Once again Beijing’s shiny new “sovereign wealth fund,” China Investment Corp (CIC), has been making the headlines – only this time for the right reasons.
The news that it would pay US$5 billion for 9.9% of Morgan Stanley, a Wall Street bank bloodied after announcing nearly US$10 billion in write-downs related to subprime mortgages, transformed CIC from dreaded sovereign wealth fund pillaging international markets to financial savior.
For many people, the idea that China is now a big-time financial player rather than simply an export powerhouse, is still novel. Any reported investment made by the country’s “first” sovereign wealth fund is front page news.
Your correspondent’s arithmetic may not be his strongest suit, but a dragon needs to know how to manage his stash of gold. And by this dragon’s reckoning, China has about half a dozen sovereign funds managing, to varying degrees, the country’s own stash of gold – US$1.5 trillion and counting.

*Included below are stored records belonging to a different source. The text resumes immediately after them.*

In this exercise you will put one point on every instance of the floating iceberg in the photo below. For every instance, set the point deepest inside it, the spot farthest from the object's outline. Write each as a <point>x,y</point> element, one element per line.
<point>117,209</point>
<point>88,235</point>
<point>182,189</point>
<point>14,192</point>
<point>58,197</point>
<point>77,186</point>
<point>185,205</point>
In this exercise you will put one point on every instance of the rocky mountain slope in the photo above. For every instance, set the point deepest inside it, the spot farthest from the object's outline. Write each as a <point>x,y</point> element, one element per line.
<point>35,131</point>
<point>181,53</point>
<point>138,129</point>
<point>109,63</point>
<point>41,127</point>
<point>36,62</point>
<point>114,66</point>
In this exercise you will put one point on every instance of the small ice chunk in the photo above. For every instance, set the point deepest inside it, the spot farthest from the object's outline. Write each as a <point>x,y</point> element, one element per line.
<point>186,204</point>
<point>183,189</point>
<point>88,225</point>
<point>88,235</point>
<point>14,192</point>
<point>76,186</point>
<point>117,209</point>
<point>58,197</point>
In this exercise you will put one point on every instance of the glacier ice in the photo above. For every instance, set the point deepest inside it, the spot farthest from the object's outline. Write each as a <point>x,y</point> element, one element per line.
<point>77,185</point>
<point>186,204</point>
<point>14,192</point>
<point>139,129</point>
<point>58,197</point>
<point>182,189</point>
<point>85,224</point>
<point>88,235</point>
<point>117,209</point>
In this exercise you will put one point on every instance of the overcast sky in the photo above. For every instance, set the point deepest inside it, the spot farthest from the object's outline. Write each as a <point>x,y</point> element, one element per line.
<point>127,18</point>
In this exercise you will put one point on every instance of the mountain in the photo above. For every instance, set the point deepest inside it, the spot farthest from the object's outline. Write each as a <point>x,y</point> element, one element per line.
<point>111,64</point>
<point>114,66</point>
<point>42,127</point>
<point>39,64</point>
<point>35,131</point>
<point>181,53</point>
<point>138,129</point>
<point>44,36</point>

CIC’s investments may grab the headlines, but the State Administration of Foreign Exchange (SAFE) remains the primary manager of the nation’s foreign reserves and China’s biggest investor in foreign markets. For all the nervous whispers about China dumping its US dollar-denominated holdings, SAFE continues to invest the majority of the country’s forex in US Treasury bills. This has helped to push down US interest rates and prop up the country’s economy – essentially lending cash to US consumers to keep on buying Chinese goods.
SAFE is China’s biggest sovereign wealth fund by a country mile. It’s just that buying T-bills is not as sexy as grabbing stakes in big-name banks.
However, reports last month that an investment arm of SAFE had bought small equity stakes in at least three of Australia’s biggest banks suggest that the agency is ditching its conservative strategy. Although tiny compared to SAFE’s own monthly expenditure on government bonds, these investments are more in keeping with the behavior of a traditional sovereign wealth fund.
CIC is the upstart knave to SAFE’s king in China’s pack of financial playing cards. (The People’s Bank of China, which ultimately controls SAFE, remains the ace). But Beijing also has a number of useful, if lesser, players with which to gamble away the country’s small change.
Last year China Development Bank (CDB), one of Beijing’s three policy lenders, paid about US$3 billion for a 3.1% stake in Britain’s Barclays Bank. Although CDB says it is transforming itself into a genuinely commercial entity, some analysts pointed out that it could be positioning itself as an alternative state investment vehicle to CIC.
The China-Africa Development Fund, set up by CDB in June last year and earmarked to receive US$5 billion of state money, announced its first foray into the continent last month. Meanwhile, the Export-Import Bank of China, another state-financed policy bank, plans to finance projects in Africa, the Mekong Delta and the Pacific Islands.
Finally, towards the end of last year it was reported that China’s National Council for Social Security Fund – the national pension fund – had discussed buying stakes in US private equity firms Carlyle and Kohlberg Kravis Roberts.
CIC may be the poster boy for China’s sovereign wealth, but it is just one of several mainland funds hunting for foreign assets in which to plough the country’s vast store of foreign reserves. Expect to see China’s sovereign wealth funds bag more overseas prizes in 2008.